Reverse Culture Shock is an issue that affects us all at some point, and yet most people don’t even know it exists. Experienced differently by everyone, it can take many forms.
How it affects me:
One hour after disembarking the plane and I’m being horrible to everyone, even my boyfriend whom has so kindly picked me up from the airport. Before I left the hostel I text him… “Miss you, can’t wait to see you xxxx” and I really had missed him. So why am I being so miserable? This is more than holiday blues.
This reaction is one that I am not only becoming increasingly aware of, but one that I am constantly working towards rectifying. No matter where I go, no matter how far, or for how long I get this feeling.

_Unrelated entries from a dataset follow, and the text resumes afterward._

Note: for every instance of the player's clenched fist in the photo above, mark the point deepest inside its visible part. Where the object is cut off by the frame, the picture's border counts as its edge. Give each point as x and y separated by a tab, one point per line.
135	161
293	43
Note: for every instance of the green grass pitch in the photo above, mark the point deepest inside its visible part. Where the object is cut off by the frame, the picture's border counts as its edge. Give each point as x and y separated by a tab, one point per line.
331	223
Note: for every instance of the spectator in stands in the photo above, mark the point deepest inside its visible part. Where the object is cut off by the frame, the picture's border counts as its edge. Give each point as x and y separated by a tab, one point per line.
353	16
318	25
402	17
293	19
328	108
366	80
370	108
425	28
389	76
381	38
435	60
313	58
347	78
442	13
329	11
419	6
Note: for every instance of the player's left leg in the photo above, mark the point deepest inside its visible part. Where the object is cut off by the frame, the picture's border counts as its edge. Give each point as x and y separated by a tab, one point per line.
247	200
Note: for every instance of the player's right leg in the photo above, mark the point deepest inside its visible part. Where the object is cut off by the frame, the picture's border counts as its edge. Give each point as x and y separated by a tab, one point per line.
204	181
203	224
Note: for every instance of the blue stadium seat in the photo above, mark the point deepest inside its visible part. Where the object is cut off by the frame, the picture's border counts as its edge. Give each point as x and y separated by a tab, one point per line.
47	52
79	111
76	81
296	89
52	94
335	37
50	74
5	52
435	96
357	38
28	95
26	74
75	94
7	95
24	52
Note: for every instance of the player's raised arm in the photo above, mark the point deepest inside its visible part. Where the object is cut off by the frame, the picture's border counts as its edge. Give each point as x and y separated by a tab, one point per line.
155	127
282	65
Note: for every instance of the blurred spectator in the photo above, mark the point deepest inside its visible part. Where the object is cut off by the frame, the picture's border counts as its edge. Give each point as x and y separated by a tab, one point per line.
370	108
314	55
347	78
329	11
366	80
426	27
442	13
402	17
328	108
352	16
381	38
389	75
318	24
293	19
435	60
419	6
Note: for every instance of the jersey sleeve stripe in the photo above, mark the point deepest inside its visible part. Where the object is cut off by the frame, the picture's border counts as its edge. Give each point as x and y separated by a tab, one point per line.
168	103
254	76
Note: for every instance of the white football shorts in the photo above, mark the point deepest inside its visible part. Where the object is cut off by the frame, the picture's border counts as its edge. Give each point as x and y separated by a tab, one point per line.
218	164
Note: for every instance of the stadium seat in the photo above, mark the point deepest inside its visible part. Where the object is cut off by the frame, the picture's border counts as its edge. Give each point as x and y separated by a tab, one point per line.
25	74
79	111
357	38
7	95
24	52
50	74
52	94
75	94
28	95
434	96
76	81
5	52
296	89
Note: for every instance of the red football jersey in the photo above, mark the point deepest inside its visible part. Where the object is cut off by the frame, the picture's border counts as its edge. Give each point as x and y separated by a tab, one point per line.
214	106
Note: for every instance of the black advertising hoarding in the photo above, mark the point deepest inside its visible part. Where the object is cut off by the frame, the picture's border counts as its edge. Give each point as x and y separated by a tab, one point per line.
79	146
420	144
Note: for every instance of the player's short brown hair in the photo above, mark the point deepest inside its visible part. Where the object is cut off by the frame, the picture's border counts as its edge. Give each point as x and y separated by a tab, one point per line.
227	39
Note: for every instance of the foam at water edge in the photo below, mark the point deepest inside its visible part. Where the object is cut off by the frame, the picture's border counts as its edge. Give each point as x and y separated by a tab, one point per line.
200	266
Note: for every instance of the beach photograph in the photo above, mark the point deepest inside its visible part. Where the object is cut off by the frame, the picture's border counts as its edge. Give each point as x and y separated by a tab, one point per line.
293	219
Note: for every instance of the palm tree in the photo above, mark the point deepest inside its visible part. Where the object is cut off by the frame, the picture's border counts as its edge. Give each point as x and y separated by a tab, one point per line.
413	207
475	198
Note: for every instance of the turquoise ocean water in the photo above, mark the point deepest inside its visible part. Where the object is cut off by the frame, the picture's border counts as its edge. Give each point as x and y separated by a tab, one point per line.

Reverse Culture Shock sucks.
What is it?
Returning from a place where the culture and way of life is different puts your normal every day life under the microscope. Even if your travel destination wasn’t actually that different from your home town, the change of scenery, food, style, living etc. can have an impact on your positive thoughts towards home. Some will react with sadness, others will close themselves off to others around them, you may become returned traveller that tells everyone that “they’re doing everything wrong” or that they’re “using too much water”. All of these reactions are normal, and they don’t all occur as soon as the plane hits home soil.
When does it happen?
You may never experience these feelings, you might feel them straight away. You could even be sat watching Fashion Week 5 months after your return when you suddenly realise it’s just not as important to you as it used to be.
How I get over it:
For me I have a clear plan of action.
- Unpack my bags as soon as I get home – No matter how tired I am it is necessary for me to put it all away. This way, it means I don’t need to be bogged down with unpacking, washing, sorting and everything else wind-down related over the next few days. Instead I can focus on the fun stuff , like giving souvenirs.
2. Travel Journals – Collect all the receipts, postcards, tokens and, spare leaflets that I have from my trip and putting it in my travel journal. Each place I visit has it’s own section. Within each section are all the items I need to remember my travels in a fun and interesting way.
3. Make sure that all of my photos have already been shared before I get home – For me,sharing my photos is important. This is because I would rather show people than tell people about what I saw and what I got up to. I’m not sure why or if this is even an important part of my returning home experience, but it is definitely something that I try and stick to.
4. Contact – For me contact is important. If I’ve been somewhere on my own then I find that staying connected with the people I met on my travels is important. Where I’ve travelled with another person I find it important to recollect on our shared experience. (This can be particularly difficult if the other person deals with returning home by shutting down.)
5. Plan my next trip – Whenever I get back from somewhere you can guarantee that within the week I will have mentally planned my next destination. During our annual April bonding venture my mum turned to me and asked “Where are we off to next April then?”. I guess I know where the coping mechanism comes from!
Reverse Culture Shock is important to recognise, both for you as a returning traveller and for those around you. The last thing you need is to return home and get everyone riled up with your judgement or miserable attitude.
Look after yourself and always remember the good times!